Natürlich ist das Regime in Uganda aus eigenen Gründen kritisch. Es hat seine eigenen Interessen und fürchtet, dass die Darstellung Ugandas als Kriegsgebiet ihre korrupten Privatisierungspläne und Investmentgeschäften stören könnte, die auf Kosten der Masse der Bevölkerung eine kleine Elite bereichern. Dennoch hat der Regierungssprecher nicht ganz unrecht.

Laut Jason Russell, einem Vertreter von Invisible Children, hat die Organisation in der ersten Woche nach Veröffentlichung des Videos etwa 500.000 „Action Kits“ aus T-Shirts, Armbändern, Aufklebern, Postern und Ansteckern für je dreißig Dollar verkauft. Das macht fünfzehn Millionen Dollar Umsatz.

Wie Invisible Children offen zugibt, wird ein Großteil des Geldes nicht für die verarmte Bevölkerung Ugandas verwendet. Im letzten Jahr ging nur ein Drittel der Ausgaben an Hilfsprogramme in Zentralafrika, zwanzig Prozent wurden für Gehälter und Ausgaben aufgewendet, und 43 Prozent wurden für „Bewusstseinsprogramme“ eingesetzt.

Auch die bisherigen Geldquellen von Invisible Children verdienen einen kritischen Blick. Zu ihren größten Spendern gehört die National Christian Foundation und die Christian Community Foundation, zwei finanzstarke Gruppen, die Schlüsselorganisationen der christlichen Rechten wie Focus on the Family und das Family Research Council unterstützen. Es sind Organisationen, die sich gegen Abtreibungen und die Rechte von Homosexuellen, sowie für Religionsunterricht einsetzen. Ebenfalls unterstützt wird das Discovery Institute, das sich dafür starkmacht, dass im Schulunterricht „Intelligent Design“ und die Schöpfungslehre gelehrt werden müsse.

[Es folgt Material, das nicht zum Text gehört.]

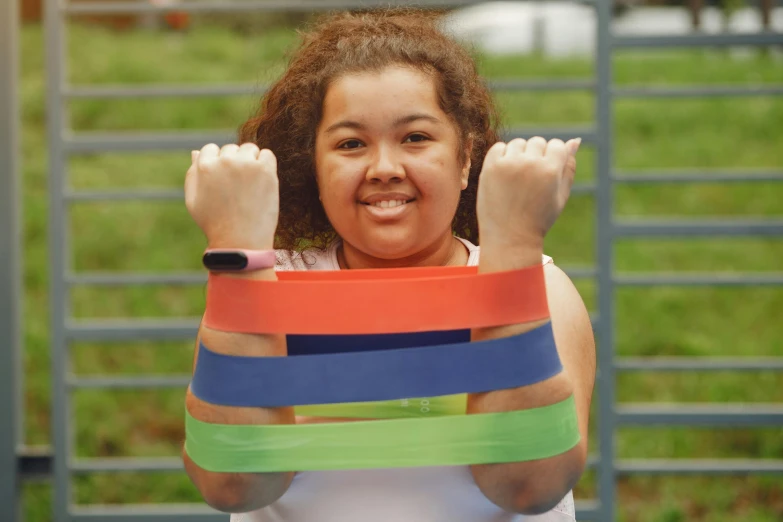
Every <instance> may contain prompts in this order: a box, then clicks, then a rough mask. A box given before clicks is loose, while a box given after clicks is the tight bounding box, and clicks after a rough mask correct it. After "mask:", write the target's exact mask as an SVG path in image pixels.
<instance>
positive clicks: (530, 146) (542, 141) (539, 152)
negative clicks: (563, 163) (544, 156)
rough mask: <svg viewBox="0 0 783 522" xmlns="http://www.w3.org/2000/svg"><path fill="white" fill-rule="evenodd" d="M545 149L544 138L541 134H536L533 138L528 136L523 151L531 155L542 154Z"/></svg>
mask: <svg viewBox="0 0 783 522" xmlns="http://www.w3.org/2000/svg"><path fill="white" fill-rule="evenodd" d="M545 150H546V140H545V139H544V138H542V137H541V136H536V137H535V138H530V139H529V140H527V148H526V149H525V153H527V154H530V155H532V156H543V155H544V151H545Z"/></svg>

Einige dieser religiösen Gruppen waren in erheblichem Maße an den schwulenfeindlichen Unruhen in Uganda beteiligt und setzen sich für ein Gesetz ein, das für homosexuelle Handlungen die Todesstrafe vorsieht.

Invisible Children-Chef Jason Russell hielt im letzten November eine Rede an der Liberty University, einer christlich-evangelikalen Schule in Lynchburg, Virginia. Sie wurde von dem rechtsextremen Demagogen und Baptistenprediger Jerry Falwell gegründet, der die Apartheid in Südafrika verteidigt hatte und zu einer wichtigen Persönlichkeit der Republikaner wurde.

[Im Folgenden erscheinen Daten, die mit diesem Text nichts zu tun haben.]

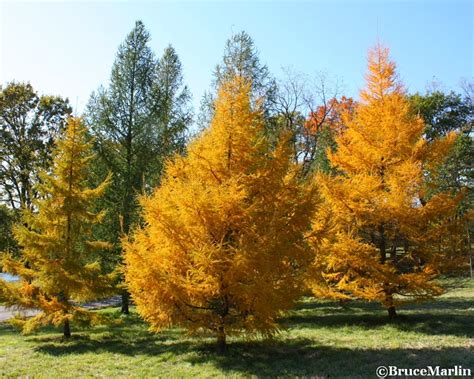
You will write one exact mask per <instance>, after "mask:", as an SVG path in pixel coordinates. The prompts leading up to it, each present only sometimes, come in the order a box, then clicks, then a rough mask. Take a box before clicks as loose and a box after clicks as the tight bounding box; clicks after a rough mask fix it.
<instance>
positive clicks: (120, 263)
mask: <svg viewBox="0 0 474 379" xmlns="http://www.w3.org/2000/svg"><path fill="white" fill-rule="evenodd" d="M150 40H151V36H150V33H149V32H148V31H147V30H146V28H145V25H144V24H143V23H142V22H141V21H137V22H136V23H135V27H134V28H133V30H132V31H131V32H130V33H129V34H128V35H127V38H126V39H125V41H124V42H123V43H122V44H121V45H120V47H119V49H118V52H117V57H116V59H115V62H114V64H113V67H112V72H111V77H110V84H109V86H108V88H100V89H99V91H97V93H94V94H93V95H92V96H91V99H90V101H89V104H88V107H87V111H86V114H87V117H86V120H87V123H88V125H89V126H90V129H91V133H92V135H93V136H94V138H95V141H96V143H95V149H96V151H97V152H98V158H99V159H98V161H97V162H96V165H95V166H96V167H95V170H96V171H99V172H100V171H111V172H113V174H114V177H113V185H112V186H110V187H109V189H108V190H107V191H106V193H105V196H104V204H106V206H107V209H108V214H107V218H106V220H105V222H104V227H103V228H102V234H103V236H104V238H105V239H107V240H108V241H109V242H111V243H113V244H114V254H111V256H110V257H109V259H108V263H109V264H116V265H117V264H121V246H120V244H119V240H120V237H121V236H122V235H124V234H128V233H129V231H130V229H131V228H133V225H135V224H138V223H139V222H140V217H139V204H138V200H137V199H138V196H139V195H140V194H141V193H143V192H148V191H150V190H151V189H152V188H154V187H155V186H156V185H157V184H158V183H159V181H160V179H161V174H162V170H163V165H164V161H165V160H166V158H167V157H169V156H170V155H172V154H174V153H175V152H176V151H182V149H183V148H184V143H185V135H186V130H187V126H188V125H189V124H190V123H191V119H192V112H191V109H190V107H189V100H190V93H189V90H188V88H187V87H186V85H185V84H184V81H183V74H182V66H181V62H180V60H179V58H178V55H177V53H176V51H175V50H174V49H173V48H172V47H171V46H168V47H167V48H166V49H165V50H164V52H163V55H162V57H161V58H160V59H157V58H156V57H155V54H154V53H153V51H152V49H151V47H150ZM98 176H99V177H100V175H98ZM128 296H129V295H128V293H126V292H125V291H122V312H123V313H128V312H129V300H128Z"/></svg>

Die Kampagne um „Kony 2012“ ist ein zynischer Versuch, die öffentliche Meinung im Interesse einer amerikanischen Intervention zu manipulieren. Sie versucht, den Idealismus junger Menschen auszunutzen, um sie vom wahren Grund der tragischen Bedingungen der afrikanischen Massen abzulenken: dem Erbe des Kolonialismus und der fortgesetzten imperialistischen Herrschaft. Die US-Regierung und das amerikanische Militär werden als Mittel gegen Menschenrechtsverletzungen dargestellt, als hätte es in Vietnam, Afghanistan, Irak und Libyen niemals Kriegsverbrechen gegeben.